Galeazzi R, Lorenzini I, Orlandi F
Dig Dis Sci. 1980 Feb;25(2):108-12. doi: 10.1007/BF01308307.
Fasting and postprandial serum bile acid concentrations were determined by gas-liquid chromatography in 20 consecutive individuals (14 normal subjects, 6 cirrhotics) before and after administration of rifampicin in a single dose of 900 mg, using each individual as his own control. In the normal subjects the 2-hr postprandial level was 2.9 +/- 0.2 microM (mean +/- 1 SEM) prior to drug administration. Following rifampicin, it was 7.7 +/- 0.5 microM (P less than 0.0005). In the patients with liver cirrhosis the 2-hr postprandial level increased from 30.2 +/- 3.5 before, to 105.0 +/- 27.7 microM after rifampicin (P less than 0.025). Twelve hours after drug administration the levels of serum bile acids were not significantly different with respect to the control values. Total serum bilirubin also showed a transient and parallel increase. These findings are compatible with the hypothesis that rifampicin inhibits the hepatic transport of bile acids.

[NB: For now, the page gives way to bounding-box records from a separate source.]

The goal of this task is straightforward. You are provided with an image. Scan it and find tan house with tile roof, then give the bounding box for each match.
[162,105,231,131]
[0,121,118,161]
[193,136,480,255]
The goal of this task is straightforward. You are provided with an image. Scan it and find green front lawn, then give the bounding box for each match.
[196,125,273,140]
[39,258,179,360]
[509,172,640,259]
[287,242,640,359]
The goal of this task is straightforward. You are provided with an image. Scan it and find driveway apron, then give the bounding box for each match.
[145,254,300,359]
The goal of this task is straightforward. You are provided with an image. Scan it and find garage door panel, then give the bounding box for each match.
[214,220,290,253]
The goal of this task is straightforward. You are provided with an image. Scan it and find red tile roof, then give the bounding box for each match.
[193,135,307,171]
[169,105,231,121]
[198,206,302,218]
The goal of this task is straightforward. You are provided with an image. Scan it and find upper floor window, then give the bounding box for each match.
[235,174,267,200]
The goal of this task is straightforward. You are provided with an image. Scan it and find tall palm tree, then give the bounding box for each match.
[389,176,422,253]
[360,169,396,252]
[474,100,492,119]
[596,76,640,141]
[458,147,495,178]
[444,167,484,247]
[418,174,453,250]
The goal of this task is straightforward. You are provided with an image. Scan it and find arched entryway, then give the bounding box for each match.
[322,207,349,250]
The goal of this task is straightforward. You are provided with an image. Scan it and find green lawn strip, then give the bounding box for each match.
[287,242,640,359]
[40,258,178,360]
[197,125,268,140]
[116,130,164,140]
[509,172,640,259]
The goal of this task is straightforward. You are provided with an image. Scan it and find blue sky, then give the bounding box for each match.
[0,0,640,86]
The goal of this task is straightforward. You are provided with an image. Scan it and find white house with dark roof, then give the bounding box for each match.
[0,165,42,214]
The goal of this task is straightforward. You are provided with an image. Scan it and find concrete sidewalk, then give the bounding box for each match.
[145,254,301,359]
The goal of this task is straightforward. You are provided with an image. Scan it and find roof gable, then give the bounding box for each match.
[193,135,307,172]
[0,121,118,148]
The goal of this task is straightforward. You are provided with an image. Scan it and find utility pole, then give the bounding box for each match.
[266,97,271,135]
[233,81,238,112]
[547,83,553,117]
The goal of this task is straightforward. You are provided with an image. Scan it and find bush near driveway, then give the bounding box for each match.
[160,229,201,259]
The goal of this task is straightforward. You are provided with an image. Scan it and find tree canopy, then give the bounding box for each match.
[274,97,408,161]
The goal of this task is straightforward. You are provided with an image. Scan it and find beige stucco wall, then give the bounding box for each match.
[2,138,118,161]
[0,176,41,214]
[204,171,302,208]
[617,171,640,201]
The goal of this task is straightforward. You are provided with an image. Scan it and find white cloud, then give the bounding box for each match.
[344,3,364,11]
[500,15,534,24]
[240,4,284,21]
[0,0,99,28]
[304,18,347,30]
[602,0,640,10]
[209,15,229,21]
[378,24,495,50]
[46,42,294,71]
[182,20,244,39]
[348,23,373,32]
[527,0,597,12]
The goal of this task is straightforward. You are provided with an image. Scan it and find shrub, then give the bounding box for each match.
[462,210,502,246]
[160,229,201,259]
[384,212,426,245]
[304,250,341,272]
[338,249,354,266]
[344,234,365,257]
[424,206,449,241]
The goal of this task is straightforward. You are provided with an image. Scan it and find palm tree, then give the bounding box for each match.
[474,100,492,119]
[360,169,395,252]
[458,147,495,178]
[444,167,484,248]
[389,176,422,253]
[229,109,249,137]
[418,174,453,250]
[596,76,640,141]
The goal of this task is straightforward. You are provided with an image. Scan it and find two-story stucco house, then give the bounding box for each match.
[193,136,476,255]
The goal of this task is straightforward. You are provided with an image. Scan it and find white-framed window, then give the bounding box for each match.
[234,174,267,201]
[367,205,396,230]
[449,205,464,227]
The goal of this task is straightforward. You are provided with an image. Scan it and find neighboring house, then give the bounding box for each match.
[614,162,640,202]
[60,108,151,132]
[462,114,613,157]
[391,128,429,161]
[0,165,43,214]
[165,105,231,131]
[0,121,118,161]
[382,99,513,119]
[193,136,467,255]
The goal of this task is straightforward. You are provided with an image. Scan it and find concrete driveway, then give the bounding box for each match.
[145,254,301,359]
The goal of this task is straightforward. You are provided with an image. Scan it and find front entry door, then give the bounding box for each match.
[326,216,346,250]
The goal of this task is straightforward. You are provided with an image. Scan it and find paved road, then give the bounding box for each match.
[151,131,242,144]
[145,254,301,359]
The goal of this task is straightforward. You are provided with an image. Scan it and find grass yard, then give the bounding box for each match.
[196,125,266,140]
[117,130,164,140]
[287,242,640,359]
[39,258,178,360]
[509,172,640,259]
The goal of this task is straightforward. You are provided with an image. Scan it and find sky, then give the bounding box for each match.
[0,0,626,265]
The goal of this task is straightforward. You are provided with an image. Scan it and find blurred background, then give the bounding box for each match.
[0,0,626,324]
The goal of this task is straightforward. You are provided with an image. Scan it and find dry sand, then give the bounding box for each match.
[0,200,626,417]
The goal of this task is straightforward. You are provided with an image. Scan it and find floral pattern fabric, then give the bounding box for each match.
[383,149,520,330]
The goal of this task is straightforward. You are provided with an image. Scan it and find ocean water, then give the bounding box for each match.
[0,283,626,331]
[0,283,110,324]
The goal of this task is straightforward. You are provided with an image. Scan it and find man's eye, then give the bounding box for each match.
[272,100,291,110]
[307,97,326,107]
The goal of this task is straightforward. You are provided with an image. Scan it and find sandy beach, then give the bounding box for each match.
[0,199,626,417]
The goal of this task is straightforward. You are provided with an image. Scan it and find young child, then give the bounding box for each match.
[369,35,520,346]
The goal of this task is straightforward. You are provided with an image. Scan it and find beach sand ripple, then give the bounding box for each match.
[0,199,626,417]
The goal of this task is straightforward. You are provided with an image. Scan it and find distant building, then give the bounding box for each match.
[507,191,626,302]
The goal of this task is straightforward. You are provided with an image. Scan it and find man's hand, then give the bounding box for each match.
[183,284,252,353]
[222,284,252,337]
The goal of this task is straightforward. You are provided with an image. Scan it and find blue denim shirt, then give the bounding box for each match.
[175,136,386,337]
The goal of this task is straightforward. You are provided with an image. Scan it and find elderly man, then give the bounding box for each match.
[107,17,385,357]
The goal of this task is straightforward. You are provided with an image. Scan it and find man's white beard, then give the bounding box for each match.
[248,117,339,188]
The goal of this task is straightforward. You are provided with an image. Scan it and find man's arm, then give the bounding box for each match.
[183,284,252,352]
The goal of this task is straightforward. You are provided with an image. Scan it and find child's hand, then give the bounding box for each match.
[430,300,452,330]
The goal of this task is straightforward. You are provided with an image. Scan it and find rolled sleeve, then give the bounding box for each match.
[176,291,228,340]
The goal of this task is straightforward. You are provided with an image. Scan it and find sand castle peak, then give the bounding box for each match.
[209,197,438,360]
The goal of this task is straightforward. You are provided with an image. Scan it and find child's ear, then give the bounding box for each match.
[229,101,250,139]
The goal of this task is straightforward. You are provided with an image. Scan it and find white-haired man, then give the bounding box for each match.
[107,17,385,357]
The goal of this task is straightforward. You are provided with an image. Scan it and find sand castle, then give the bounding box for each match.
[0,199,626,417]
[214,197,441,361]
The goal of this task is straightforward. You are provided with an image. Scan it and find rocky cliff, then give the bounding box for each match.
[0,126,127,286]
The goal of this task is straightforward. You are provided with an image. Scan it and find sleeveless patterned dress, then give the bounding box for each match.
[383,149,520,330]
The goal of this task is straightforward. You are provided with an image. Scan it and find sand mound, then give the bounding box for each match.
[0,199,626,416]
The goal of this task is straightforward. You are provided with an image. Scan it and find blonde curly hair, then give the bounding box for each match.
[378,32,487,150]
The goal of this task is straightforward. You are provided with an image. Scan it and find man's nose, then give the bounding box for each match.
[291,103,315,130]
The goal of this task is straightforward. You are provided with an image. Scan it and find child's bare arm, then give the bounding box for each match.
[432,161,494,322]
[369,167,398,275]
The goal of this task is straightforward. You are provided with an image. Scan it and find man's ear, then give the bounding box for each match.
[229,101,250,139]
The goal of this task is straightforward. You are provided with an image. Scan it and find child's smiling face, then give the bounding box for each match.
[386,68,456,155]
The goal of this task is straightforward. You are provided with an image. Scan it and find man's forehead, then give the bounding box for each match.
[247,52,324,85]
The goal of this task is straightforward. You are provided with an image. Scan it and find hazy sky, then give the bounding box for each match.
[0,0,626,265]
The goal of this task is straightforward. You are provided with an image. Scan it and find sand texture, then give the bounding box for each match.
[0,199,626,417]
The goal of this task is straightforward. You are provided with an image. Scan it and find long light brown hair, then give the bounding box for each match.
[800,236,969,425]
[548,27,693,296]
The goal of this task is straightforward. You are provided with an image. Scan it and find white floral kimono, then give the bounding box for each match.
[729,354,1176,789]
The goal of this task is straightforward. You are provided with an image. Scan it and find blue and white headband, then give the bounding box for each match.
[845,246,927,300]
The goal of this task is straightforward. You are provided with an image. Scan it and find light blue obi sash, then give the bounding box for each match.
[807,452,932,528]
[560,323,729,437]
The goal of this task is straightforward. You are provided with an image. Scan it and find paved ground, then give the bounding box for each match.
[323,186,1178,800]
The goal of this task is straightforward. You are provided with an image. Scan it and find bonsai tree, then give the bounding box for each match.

采用气液色谱法,以20名连续入选的个体(14名正常受试者,6名肝硬化患者)为自身对照,测定了单次服用900mg利福平前后的空腹及餐后血清胆汁酸浓度。正常受试者在给药前餐后2小时胆汁酸水平为2.9±0.2μM(均值±1标准误)。服用利福平后,该水平为7.7±0.5μM(P<0.0005)。肝硬化患者餐后2小时胆汁酸水平从给药前的30.2±3.5μM升至利福平给药后的105.0±27.7μM(P<0.025)。给药12小时后,血清胆汁酸水平与对照值无显著差异。血清总胆红素也出现了短暂且平行的升高。这些发现与利福平抑制胆汁酸肝脏转运的假说相符。